In a truly hysterical self-own, the Federalist’s Margot Cleveland read this John Durham filing and (in addition to claiming that Marc Elias’ grand jury appearance must mean he testified to crime-fraud excepted matters even though he previously testified publicly about this matter without any such exception) predicted that the “corrupt media” would soon quote “false charges” of threats and intimidation “by this weekend.”
Then she quoted precisely those charges.
In addition to detailing all of the information the special counsel’s office had already provided Sussmann or would shortly, in requesting an extension to finish discovery, Durham’s team stressed the breadth of Sussmann’s discovery demands and the transparency with which those demands were met.
For instance, Sussmann’s attorneys requested “all of the prosecution team’s communications with counsel for witnesses or subjects in this investigation, including, ‘any records reflecting any consideration, concern, or threats from your office relating to those individuals’ or their counsels’ conduct…and all formal or informal complaints received by you or others’ about the conduct of the Special Counsel’s office.”
After noting that “communications with other counsel are rarely discoverable,” the government said it expects to produce responsive documents later this week.

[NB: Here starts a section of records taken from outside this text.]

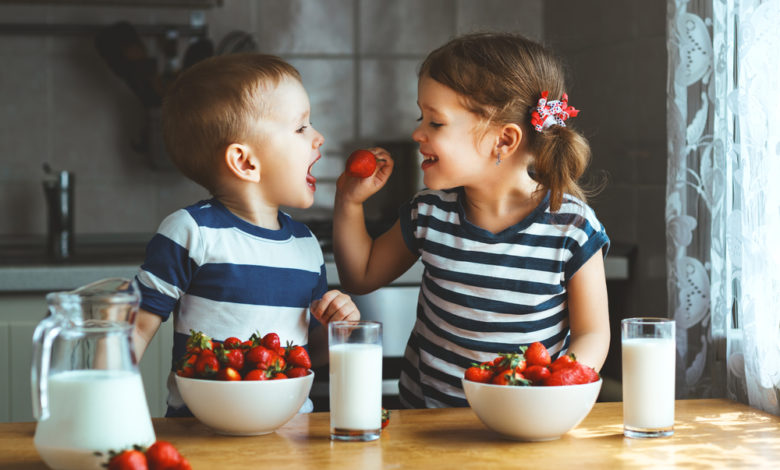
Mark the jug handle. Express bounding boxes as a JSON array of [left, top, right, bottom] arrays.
[[30, 315, 62, 421]]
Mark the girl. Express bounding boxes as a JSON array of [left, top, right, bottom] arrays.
[[334, 33, 610, 408]]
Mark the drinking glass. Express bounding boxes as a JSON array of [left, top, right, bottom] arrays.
[[621, 317, 675, 438], [328, 321, 382, 441]]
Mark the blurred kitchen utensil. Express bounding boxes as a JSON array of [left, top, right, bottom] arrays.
[[95, 21, 162, 107], [181, 38, 214, 70], [43, 163, 75, 261], [216, 31, 257, 55]]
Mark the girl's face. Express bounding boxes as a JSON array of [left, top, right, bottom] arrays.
[[253, 79, 325, 209], [412, 76, 494, 189]]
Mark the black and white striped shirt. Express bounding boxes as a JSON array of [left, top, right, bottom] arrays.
[[400, 188, 609, 408]]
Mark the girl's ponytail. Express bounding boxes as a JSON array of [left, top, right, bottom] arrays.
[[531, 126, 590, 212]]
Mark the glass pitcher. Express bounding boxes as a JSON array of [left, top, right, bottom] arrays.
[[31, 278, 155, 470]]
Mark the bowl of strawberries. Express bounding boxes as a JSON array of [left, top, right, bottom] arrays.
[[175, 331, 314, 436], [462, 343, 602, 441]]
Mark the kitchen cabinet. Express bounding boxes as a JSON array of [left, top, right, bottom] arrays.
[[0, 292, 173, 422]]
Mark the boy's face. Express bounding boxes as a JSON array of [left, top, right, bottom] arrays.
[[252, 78, 325, 209]]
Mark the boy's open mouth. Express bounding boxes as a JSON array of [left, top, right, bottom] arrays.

But the special counsel office added, “it is doing so despite the fact that certain counsel persistently have targeted prosecutors and investigators on the Special Counsel’s team with baseless and polemical attacks that unfairly malign and mischaracterize the conduct of this investigation.”
For instance, “certain counsel have falsely accused the Special Counsel’s Office of leaking information to the media and have mischaracterized efforts to warn witnesses of the consequences of false testimony or false statements as ‘threats’ or ‘intimidation,’” Durham explained to the court.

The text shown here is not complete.